3 風が冷たかったから、ぬくいような気がしただけ

 きらきら、きらきら。
 若利くんは今日も輝いているなあ。ふふと、気付かれないように笑う。声を出さず笑っていると、何だと若利くんが振り返った。さすが、野生の勘が鋭い。
「何にもないヨ」
「そうか」
「若利くんは約束、覚えてる?」
 ふと、尋ねてみる。
「どの約束だ?」
「オセロで負けた方がプリン買ってくる約束」
「……冷蔵庫の中にあるぞ」
「やったー!」
 両手を上げて喜び、冷蔵庫の中のプリンを取り出す。
「最近プリンしか食べていないような気がする」
 ひんやり、冷えたプリンを開け、振り向かずスプーンを引き出しから取り出した。
「えーそんなことないよ」
「なぜ、食事をとらない?」
「夏バテ……?」
「夏はとっくに過ぎたはずだが」
「半年もすればすぐ夏だよ」
「天童」
「お腹が空かないだけ、心配かけてごめんね」
 振り向かないまま答えて、自室に戻る。部屋に入れば、そのまま倒れこみ、目を閉じた。

 終焉は、間近だ。

 ――自分の恋心に気づいたのは高二の夏だった。セミの大合唱が聞こえる体育館で、気づいてしまった。きらきらと、輝く若利くんに。目を瞬いて、隣に立つ英太くんのティーシャツの袖口を引っ張った。
「ねえねえ、英太くん」
「伸びる!」
「ごめん」
「いいけどさ、どうした?」
「若利くん光ってない?」
「はあ?」
「よく見て」
「見てるけど」
「覚、英太、無駄口叩いてっと外周増やされるぞー」
 先輩に声をかけられ、鍛治くんの方を見れば、すごい形相の鍛治くんと目があった。
「鍛治くん、めっちゃこっち見てる」
「やべっ!」
 交代だコーチが叫び、コートに入りながら(そうか、これはオレにしか見えないのか)ぼんやり思う。ちり、胸の奥ではぜるような音がした。
「――天童っ!」
 恋心ってやつは厄介だ。まさか自分がこんな気持ちを抱く日がくるなんて。何となく自分の思いが信じられず他人事のように過ごしていた中、ある日クラスメイトに呼び止められた。
「なあに?」
「天童って牛島と仲良かったよね」
「若利くんと? うん、仲良いヨー」
「これっ! 渡してくんない?」
 白の封筒が、胸元に押し付けられる。震える手、真っ赤になった耳、それらを隠すための強気な瞳。彼女のこんな姿を初めて見た。オレは小さく頷いて、その手紙を託された。
「どうしようかなあ」
「何ですか、それ」
「あー白布」
 寮のソファで手紙を眺めていると、声をかけてきたのは一年生の白布だった。

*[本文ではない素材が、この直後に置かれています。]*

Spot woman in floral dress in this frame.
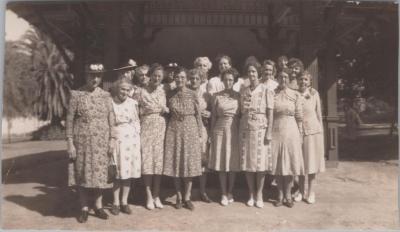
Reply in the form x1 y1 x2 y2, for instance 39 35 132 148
164 67 203 210
208 68 240 206
188 68 211 203
111 79 141 215
139 64 168 210
272 70 304 208
239 63 274 208
299 71 325 204
207 55 232 95
66 64 115 223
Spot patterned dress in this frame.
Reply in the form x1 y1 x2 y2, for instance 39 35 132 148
197 88 211 171
113 98 141 180
164 88 202 177
207 76 225 95
208 91 240 172
66 88 115 188
139 85 167 175
272 88 304 176
301 88 325 174
239 84 274 172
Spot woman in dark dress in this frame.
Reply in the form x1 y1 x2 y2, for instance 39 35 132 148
164 68 203 210
66 64 115 223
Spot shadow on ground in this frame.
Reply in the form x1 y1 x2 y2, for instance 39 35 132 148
339 135 399 162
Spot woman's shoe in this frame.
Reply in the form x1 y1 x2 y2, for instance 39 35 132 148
293 192 303 202
228 193 235 203
154 197 164 209
185 200 194 211
246 198 254 207
283 199 294 208
175 199 183 209
200 193 212 203
146 200 155 210
77 210 89 223
121 205 132 214
274 199 283 207
221 195 229 206
110 205 119 216
306 192 315 204
94 208 108 220
256 201 264 209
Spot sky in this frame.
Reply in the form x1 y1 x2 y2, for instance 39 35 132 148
5 10 29 41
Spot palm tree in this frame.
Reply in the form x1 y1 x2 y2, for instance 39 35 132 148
19 29 73 125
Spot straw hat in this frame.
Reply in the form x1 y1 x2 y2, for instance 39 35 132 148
113 59 137 71
85 63 106 73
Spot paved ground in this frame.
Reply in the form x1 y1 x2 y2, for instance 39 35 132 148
1 139 400 231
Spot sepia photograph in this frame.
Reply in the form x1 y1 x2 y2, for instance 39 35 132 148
1 0 400 232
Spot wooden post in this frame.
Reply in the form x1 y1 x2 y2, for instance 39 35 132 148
103 2 121 90
322 3 343 167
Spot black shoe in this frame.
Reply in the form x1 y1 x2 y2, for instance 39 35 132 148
185 201 194 211
175 199 182 209
283 199 294 208
273 200 283 207
121 205 132 214
94 208 108 220
200 193 212 203
110 205 119 215
77 210 89 223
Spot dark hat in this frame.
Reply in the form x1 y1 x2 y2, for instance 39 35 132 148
113 59 137 71
85 63 106 73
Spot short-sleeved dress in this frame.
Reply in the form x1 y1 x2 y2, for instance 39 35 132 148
301 88 325 174
164 88 202 177
207 76 225 95
196 88 211 171
239 84 274 172
66 87 115 189
113 98 142 180
139 85 167 175
271 88 304 176
208 90 240 172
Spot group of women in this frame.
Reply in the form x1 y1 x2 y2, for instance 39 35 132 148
66 55 325 222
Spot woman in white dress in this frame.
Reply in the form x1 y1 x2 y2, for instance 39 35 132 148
194 56 212 92
139 64 169 210
299 71 325 204
208 68 240 206
110 79 141 215
262 60 278 91
271 70 304 208
207 55 232 95
188 68 211 203
239 63 274 208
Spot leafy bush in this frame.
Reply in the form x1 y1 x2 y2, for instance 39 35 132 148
32 124 66 140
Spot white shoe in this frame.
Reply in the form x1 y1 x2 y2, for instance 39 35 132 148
246 198 254 207
293 193 303 202
221 196 229 206
228 194 235 203
146 200 155 210
154 197 164 209
256 201 264 209
307 192 315 204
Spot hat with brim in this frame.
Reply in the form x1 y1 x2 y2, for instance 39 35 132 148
165 63 178 69
85 63 106 73
113 59 137 71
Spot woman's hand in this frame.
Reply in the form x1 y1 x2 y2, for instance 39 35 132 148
162 106 169 114
201 110 211 118
108 138 117 157
264 136 271 145
67 138 76 161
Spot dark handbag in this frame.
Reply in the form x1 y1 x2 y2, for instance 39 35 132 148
107 156 117 184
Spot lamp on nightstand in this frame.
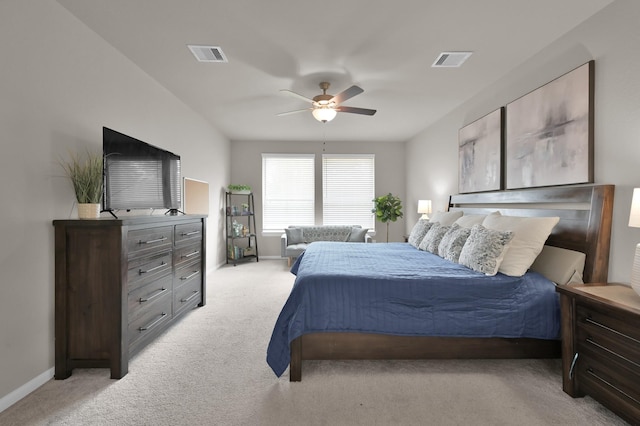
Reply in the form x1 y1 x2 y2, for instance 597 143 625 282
629 188 640 295
418 200 432 220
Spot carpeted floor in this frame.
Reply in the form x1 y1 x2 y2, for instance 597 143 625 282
0 260 626 426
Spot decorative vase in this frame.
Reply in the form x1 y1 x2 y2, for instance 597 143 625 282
78 203 100 219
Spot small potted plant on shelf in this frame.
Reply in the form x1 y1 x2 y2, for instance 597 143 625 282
371 193 402 242
227 184 251 194
61 151 103 219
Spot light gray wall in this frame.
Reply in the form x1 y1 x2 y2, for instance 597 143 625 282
406 0 640 283
0 0 229 410
229 139 404 257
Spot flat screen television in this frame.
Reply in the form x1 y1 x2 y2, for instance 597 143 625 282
102 127 182 213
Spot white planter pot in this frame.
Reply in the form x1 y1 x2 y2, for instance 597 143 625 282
78 203 100 219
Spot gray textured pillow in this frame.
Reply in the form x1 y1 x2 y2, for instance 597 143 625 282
407 219 433 248
284 228 304 244
345 227 369 243
438 223 471 263
458 225 513 275
418 223 450 254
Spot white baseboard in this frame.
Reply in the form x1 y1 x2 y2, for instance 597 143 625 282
0 368 55 413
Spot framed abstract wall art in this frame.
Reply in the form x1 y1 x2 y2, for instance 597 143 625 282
458 108 504 194
505 61 594 189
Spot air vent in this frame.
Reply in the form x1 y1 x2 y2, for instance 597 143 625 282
188 44 228 62
431 52 473 68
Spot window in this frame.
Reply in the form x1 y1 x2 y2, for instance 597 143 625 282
262 154 315 232
322 154 375 229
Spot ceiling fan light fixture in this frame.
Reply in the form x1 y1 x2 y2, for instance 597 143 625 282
311 107 338 123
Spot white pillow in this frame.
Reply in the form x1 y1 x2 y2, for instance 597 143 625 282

中等部からの持ち上がりやスポ薦が多いバレー部に一般入試からの入部、入部早々「牛島さんにトスあげるために来ました」宣言、やべえと噂の一年だった。
「これはね、お手紙」
「へえ」
「反応、薄くない?」
 つめたーいと唇を尖らす。
「ラブレターですか」
「うん」
「告白するんですか」
「告白するんだって」
「誰に渡すんですか」
「誰だと思う?」
「牛島さん」
「あったりー」
「渡すんですか」
「頼まれたらネ……あ、若利くん!」
「牛島さん!」
「え? 白布オレのときと態度ちがくない?」
「そんなことないですよ」
 しれっと白布は言い放って、横たわるオレに「牛島さんに座る場所開けたらどうですか」と無言で圧力をかけてくる。
「はいはい、若利くん隣座りますか?」
「そうだな……」
「あっ、座るの? 白布も座る?」
「俺は部屋に帰ります」
「えっ、そうなの?」
「渡すならさっさと渡した方がいいと思います」
 そう言い残して白布は去っていく。何しに来たんだ。隣に座った若利くんに、はあとため息を吐いて、手紙を目の前に見せた。
「なんだこれは?」
「お手紙だよー」
「天童からか?」
「ううん、オレのクラスメイトから」
「……そうか」
 若利くんが、手紙を受け取った。
「あの、ね、」
 ひり、ひり、喉が焼けたようだった。急に話しづらい。
「イイコだよ、その手紙、くれた子」
 片言に伝えて、「それだけ」と顔を伏せる。良い子だよなんて言いながら、もし若利くんが彼女と付き合ったら、オレは、耐えられない。
「天童、大丈夫か?」
 心配している若利くんの声が降ってくる。
「急に眠くなったみたい」
「そうか、無理はしないほうがいい」
「うん、ありがと」
 自室に戻れば英太くんはまだ帰ってきていなかった。
「これは、いやだなあ」
 誰もいないことをいいことに、胸の中を吐露する。恋心とはこういうものか。オレはあの手紙を、破って捨ててしまいたかった。若利くんに読んでほしくなかった。感じたことのない怒りにも悲しみにも似た感情に、振り回されたくないと枕を壁に投げつけた。
 オレは自分の恋心に決着がつけられないままずるずると、膨れ上がる感情を抱き抱えたまま、日々を過ごしていた。ソレを見つけたのは若利くんたちと、卒業式の話をした日だった。
 ――チリリリリリリリリリ……ごぉ……――
 蠢くソレは這いずり回りながら、何かから逃げているようで、何かを探してるようだった。可哀想だなと思った。まるでオレみたいで。だから、欲しいと言われたとき「いいよ、あげる」と言ってしまった。そういうものには近付かない返事しない目を合わせないが三大ルールだと言うのに。あっという間に身体は乗っ取られて、オレ人ではないモノになった。どういう仕組みなのか、ヒトはオレを忘れていく。ヒトはオレの存在を認識できない。だから、ずっとひとりぼっちなのだ。

 ――そう、思っていたのになあ。
 若利くんに出会って、すべてが変わってしまった。若利くんがどうしてオレのことを覚えてるのか、見えるのか、さっぱり分からなかった。そして、まさか「俺の部屋に住め」と言われるなんて。
「どうして、」
 どうして一緒にいてくれるの。それがずっと聞けないままだった。「困っているように見えたから」とまた答えるだろうか。だが、答えがなくとも大丈夫だった。いつの日か冗談めかして「幸せで困ってる」と言ったことがあったが、あれは本音だった。
 若利くんとの時間を過ごすなかで、オレの身体はだんだんと弱ってきた。最近では、数分間立ち続けることさえ難しい。
「もうちょっとがんばってね」
 鼓舞するように声をかけ、起き上がる。机の引き出しを開けると、書きかけの手紙があった。